Here's a look at the current state of gambling in Colorado and the possible effects of Amendment 33 from the Denver Post [October 26, 2003, "Amendment 33 could turn tables"]. From the article, "Inside, perhaps 100 gamblers, mostly men 50 and older, pore over racing forms and debate whether the favored No. 8 dog will beat the pack to the rail. Grumbling about the track service, from its charge for pencils to its $5 hot dogs, they wander off to place their bets. Nobody is watching this recent day's only live Colorado dog races beside the track. The patrons cluster instead around indoor tables with miniature television sets that, on busier days, draw gamblers betting on televised horse races.
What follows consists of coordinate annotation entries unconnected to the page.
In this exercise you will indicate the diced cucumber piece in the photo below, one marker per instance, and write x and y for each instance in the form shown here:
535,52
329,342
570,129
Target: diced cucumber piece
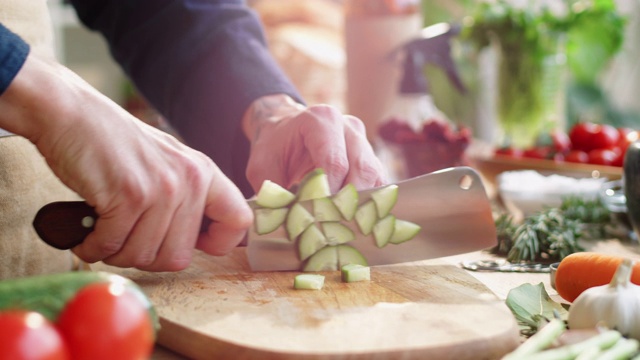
314,185
332,258
298,220
404,231
337,233
385,199
346,200
311,240
366,217
383,230
268,220
325,210
308,282
355,272
272,195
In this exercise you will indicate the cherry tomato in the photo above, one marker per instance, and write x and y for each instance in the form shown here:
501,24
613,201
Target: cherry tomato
580,135
29,335
577,156
589,136
107,321
602,156
605,136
Most of the men here expect this sleepy gambling scene to change dramatically if Colorado passes Amendment 33 on Nov. 4. The measure would allow video lottery terminals, similar to slot machines, at the racetracks."
Bob Ewegen attempts to lay out the arguments for and against Amendment 33 in his column today in the Denver Post [October 26, 2003, "A new gamble"]. Robert S. Grant (district attorney for Colorado's 17th Judicial District) urges voters to turn down the amendment in today's Post [October 26, 2003, "NO: Local impact not considered"]. Dave Costlow (owner of Whitewater Adventures) argues in favor of the amendment in today's Post [October 26, 2003, "YES: Colorado tourism needs boost"].
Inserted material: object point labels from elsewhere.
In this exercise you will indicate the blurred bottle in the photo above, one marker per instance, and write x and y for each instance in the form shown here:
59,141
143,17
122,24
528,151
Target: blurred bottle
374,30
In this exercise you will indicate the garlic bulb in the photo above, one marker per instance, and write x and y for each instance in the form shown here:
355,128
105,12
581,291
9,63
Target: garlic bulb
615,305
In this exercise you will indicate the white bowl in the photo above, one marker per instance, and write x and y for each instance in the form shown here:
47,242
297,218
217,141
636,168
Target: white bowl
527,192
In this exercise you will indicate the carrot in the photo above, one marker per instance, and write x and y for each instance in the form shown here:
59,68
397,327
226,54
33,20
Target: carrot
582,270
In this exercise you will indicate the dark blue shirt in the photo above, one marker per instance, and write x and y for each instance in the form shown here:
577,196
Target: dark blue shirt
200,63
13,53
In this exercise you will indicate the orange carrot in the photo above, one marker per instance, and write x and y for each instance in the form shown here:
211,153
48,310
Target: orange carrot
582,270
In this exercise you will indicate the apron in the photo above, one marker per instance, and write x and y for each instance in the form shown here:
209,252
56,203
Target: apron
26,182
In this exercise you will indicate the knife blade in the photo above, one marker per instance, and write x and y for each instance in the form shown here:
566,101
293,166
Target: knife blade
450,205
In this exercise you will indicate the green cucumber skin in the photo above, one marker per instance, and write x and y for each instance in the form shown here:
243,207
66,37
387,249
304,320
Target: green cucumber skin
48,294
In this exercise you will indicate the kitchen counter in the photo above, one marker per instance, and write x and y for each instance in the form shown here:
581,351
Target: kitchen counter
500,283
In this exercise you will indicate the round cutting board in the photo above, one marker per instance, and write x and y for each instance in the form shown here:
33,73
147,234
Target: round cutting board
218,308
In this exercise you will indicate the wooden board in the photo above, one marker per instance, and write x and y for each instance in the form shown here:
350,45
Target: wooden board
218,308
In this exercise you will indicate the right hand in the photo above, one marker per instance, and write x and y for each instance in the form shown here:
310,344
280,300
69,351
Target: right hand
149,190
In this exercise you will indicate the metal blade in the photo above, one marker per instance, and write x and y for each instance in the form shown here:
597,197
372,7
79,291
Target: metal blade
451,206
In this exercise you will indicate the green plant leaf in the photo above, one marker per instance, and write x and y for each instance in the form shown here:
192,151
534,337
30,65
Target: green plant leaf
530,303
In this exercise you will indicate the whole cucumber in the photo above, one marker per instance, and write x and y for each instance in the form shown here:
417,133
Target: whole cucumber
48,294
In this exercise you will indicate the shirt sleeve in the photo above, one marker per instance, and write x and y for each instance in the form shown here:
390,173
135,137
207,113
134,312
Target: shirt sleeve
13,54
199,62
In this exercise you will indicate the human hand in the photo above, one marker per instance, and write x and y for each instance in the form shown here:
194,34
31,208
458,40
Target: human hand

Gail Schoettler, in her column in today's Post [October 26, 2003, "What's the truth behind the ads?"] is hoping that voters will turn down Amendment 33. Says Schoettler, "Isn't it a little odd that in the midst of lauding all the supposedly great advantages of Amendment 33, the supporters have virtually nothing to say about what Amendment 33 really does? If gambling is so good for Colorado, why don't they broadcast the wonders of gambling, too?"
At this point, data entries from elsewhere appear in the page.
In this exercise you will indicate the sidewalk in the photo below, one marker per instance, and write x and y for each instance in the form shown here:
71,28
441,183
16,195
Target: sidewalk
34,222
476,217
Diane Carman exhorts voters to take interest and make sure they mail in their ballots for the November election. She writes, in her column in today's Denver Post [October 26, 2003, "Frustrate the big shots by voting"] that she is worried that since there are no real sexy issues on the ballot that apathy will prevail. Says Carman, "This is not exactly stuff that inspires a new generation to pay any price and bear any burden. It's easy to see why voters might sit this one out. But every time we do that, we hand over a little more power to the guys with the big scams and the big bank accounts who count on us behaving like ignorant suckers. At the very least, we should take some delight in frustrating them. Don't kid yourself. The greatest threat to freedom is not terrorism. It's indifference. So fill out the ballot and put it in the mail while you still have the chance."